Dans ce sens, son premier souci est d´assurer une formation continue pour son personnel, étant donné qu´il n´y a en Tunisie aucune filière professionnelle pour l´hydrothérapie. Afin de pallier ce manque évident, le Bio Azur demande à des professionnels français, italiens et espagnols d´assurer régulièrement un enseignement, mis sur pied avec le concours du Ministère de la formation professionnelle.
A l´heure où la thalasso est lancée dans une spirale ascendante, et que l´ouverture prochaine de cinq centres est prévue à Djerba, d´aucuns se demandent si l´accroissement soudain de l´offre ne risque pas de tuer la poule aux oeufs d´or. Une question à laquelle il est difficile de répondre à l´heure actuelle, même si Karim Rouissi et les responsables des centres de Tunis et Sousse continueront de mettre en avant la qualité de leurs prestations.
Le golf a le vent en poupe:
Autre secteur en pleine expansion : le tourisme golfique. La Tunisie compte actuellement huit terrains de golf : Tabarka, Tunis-Carthage, Hammamet-Cytrus, Hammamet-Yasmine, Golfclub Port el Kantaoui, Skànes-Monastir Golf Palm Links et Golfclub Djerba.
L´intention n´est cependant pas d´en rester là, puisque ce créneau connaîtra lui aussi un développement spectaculaire au cours de ces prochaines années : il est vrai qu´il représente un complément idéal pour l´industrie hôtelière haut de gamme, laquelle connaît un grand boom dans toutes les régions touristiques du pays. Les hôtels sont d´ailleurs souvent les principaux investisseurs et les partenaires privilégiés des clubs de golf. Parmi les nombreux projets en cours de développement, celui des Côtes de Carthage, dont l´ouverture est prévue pour 1999, est par exemple né de l´initiative de l´établissement 5 étoiles The Residence, dont le principal intérêt est d´offrir un produit complémentaire à sa clientèle avant tout constituée d´hommes d´affaires.

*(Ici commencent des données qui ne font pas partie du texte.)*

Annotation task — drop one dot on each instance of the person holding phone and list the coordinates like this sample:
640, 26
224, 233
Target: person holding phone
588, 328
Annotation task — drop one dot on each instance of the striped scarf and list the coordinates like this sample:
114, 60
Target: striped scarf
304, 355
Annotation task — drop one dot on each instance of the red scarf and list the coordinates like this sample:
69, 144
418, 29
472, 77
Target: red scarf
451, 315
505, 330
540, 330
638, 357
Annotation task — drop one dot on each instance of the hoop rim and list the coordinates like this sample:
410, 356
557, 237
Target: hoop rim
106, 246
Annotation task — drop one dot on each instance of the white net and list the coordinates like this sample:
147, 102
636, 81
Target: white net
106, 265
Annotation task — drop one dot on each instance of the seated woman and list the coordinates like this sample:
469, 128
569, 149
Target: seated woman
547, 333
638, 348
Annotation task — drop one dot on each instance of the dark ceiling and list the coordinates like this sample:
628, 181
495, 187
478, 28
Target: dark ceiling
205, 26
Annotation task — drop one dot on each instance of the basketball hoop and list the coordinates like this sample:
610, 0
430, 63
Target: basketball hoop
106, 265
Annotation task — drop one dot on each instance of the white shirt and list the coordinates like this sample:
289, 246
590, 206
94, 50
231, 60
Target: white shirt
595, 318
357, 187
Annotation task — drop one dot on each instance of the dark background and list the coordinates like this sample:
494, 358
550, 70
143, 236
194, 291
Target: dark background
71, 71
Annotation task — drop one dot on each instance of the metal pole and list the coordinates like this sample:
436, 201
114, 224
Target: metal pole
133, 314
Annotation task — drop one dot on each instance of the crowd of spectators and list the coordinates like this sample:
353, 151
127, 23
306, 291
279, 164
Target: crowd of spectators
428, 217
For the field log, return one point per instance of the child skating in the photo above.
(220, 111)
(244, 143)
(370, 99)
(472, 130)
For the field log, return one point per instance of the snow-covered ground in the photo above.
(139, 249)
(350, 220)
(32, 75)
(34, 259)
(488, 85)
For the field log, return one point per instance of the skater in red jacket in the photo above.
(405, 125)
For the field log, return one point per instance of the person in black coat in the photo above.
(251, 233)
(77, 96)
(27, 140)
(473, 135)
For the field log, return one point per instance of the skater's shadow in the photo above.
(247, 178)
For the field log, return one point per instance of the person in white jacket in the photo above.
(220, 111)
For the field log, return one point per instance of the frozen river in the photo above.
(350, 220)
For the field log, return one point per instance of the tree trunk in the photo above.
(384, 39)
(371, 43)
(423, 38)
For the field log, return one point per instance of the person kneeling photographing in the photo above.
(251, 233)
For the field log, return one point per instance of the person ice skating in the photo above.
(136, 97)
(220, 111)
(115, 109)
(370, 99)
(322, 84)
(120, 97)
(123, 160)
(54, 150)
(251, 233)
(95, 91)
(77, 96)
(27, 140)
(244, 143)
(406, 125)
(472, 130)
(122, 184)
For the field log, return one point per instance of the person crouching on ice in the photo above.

Plus au sud, le Djerba Golf Club, ouvert en mars 1995, collabore activement avec la majorité des hôtels de luxe situés sur l´île des Lotophages. Le jeune directeur français du club, François Mille, enregistre même des affluences record durant certaines périodes, à l´instar de Noël et Nouvel An. Hammamet, de son côté, n´est pas mal lotie non plus : la région compte deux terrains de golf, l´un en face de l´autre, ce qui permet de placer la ville - et par conséquent la Tunisie - sur l´atlas golfique et de diversifier l´offre touristique.